Parallels with French strategy
We are confident that Carrefour Poland is receiving a similar prescription as is being used to revive the business in France, including store refurbishments and a supply chain revision centred on store clusters, not to mention organisational decentralisation.
That should enable Carrefour to increase its assortment relevance to its specific catchment areas. Meanwhile, to help its hypermarkets appeal to a bigger-spending customer segment, the retailer has joined the government-backed large family programme, granting cardholder discounts on purchases.
We believe it is vital for Carrefour to assert its stance as competitors attack on several fronts simultaneously.

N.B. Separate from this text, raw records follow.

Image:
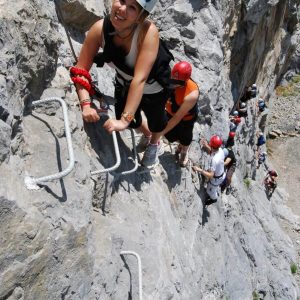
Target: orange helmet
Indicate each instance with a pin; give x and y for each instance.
(182, 71)
(215, 142)
(231, 134)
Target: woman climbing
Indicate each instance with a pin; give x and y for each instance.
(132, 47)
(182, 110)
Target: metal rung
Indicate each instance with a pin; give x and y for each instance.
(139, 270)
(136, 163)
(31, 182)
(117, 153)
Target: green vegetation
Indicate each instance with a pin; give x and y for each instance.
(247, 182)
(292, 89)
(294, 268)
(255, 295)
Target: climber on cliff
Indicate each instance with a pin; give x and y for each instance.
(261, 159)
(230, 165)
(131, 45)
(270, 181)
(260, 141)
(230, 140)
(182, 110)
(261, 106)
(242, 109)
(215, 172)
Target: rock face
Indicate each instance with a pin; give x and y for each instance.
(64, 241)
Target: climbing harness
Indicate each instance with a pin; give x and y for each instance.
(31, 182)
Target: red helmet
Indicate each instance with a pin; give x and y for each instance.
(231, 134)
(215, 142)
(182, 71)
(237, 120)
(273, 173)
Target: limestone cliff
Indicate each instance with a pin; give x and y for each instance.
(64, 241)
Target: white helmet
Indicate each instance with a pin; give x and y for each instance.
(147, 5)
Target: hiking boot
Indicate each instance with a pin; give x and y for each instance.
(184, 158)
(151, 154)
(143, 143)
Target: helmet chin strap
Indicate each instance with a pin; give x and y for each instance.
(131, 27)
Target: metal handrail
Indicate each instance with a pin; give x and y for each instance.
(117, 153)
(136, 163)
(139, 270)
(31, 182)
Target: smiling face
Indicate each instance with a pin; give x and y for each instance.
(124, 13)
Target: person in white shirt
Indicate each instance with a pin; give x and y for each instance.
(215, 172)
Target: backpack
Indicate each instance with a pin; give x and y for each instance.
(160, 72)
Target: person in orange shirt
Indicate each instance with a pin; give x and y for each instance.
(182, 110)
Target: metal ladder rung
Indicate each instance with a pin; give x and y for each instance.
(139, 270)
(31, 182)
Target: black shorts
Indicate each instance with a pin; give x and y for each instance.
(182, 132)
(153, 105)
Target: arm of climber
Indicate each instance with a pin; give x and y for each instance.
(227, 161)
(208, 174)
(205, 146)
(88, 51)
(189, 102)
(145, 60)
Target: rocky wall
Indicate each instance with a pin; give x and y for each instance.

We believe supermarkets and small boxes will come under mounting pressure from dominant discount operators Biedronka and Lidl. Both are moving determinedly into urban centres, offering more convenience products and premium features, not to mention venturing into traffic-generating non-food categories.
Looking at other big-box operators, their ranks are massing around Carrefour.
We do not expect Tesco to present a major threat given the serious issues in its home market and capex and cost reduction, but domestic rival Auchan’s substantial hypermarket acquisition (combined with its international purchasing alliance with Metro Group) will likely mean improved buying conditions, leaving greater room for manoeuvre should it opt to compete head-to-head on price.
We remain confident that Carrefour will be able to reap the rewards of its efforts in future, but many challenges lie ahead.
The foundations are now being laid on which tomorrow’s growth can be constructed.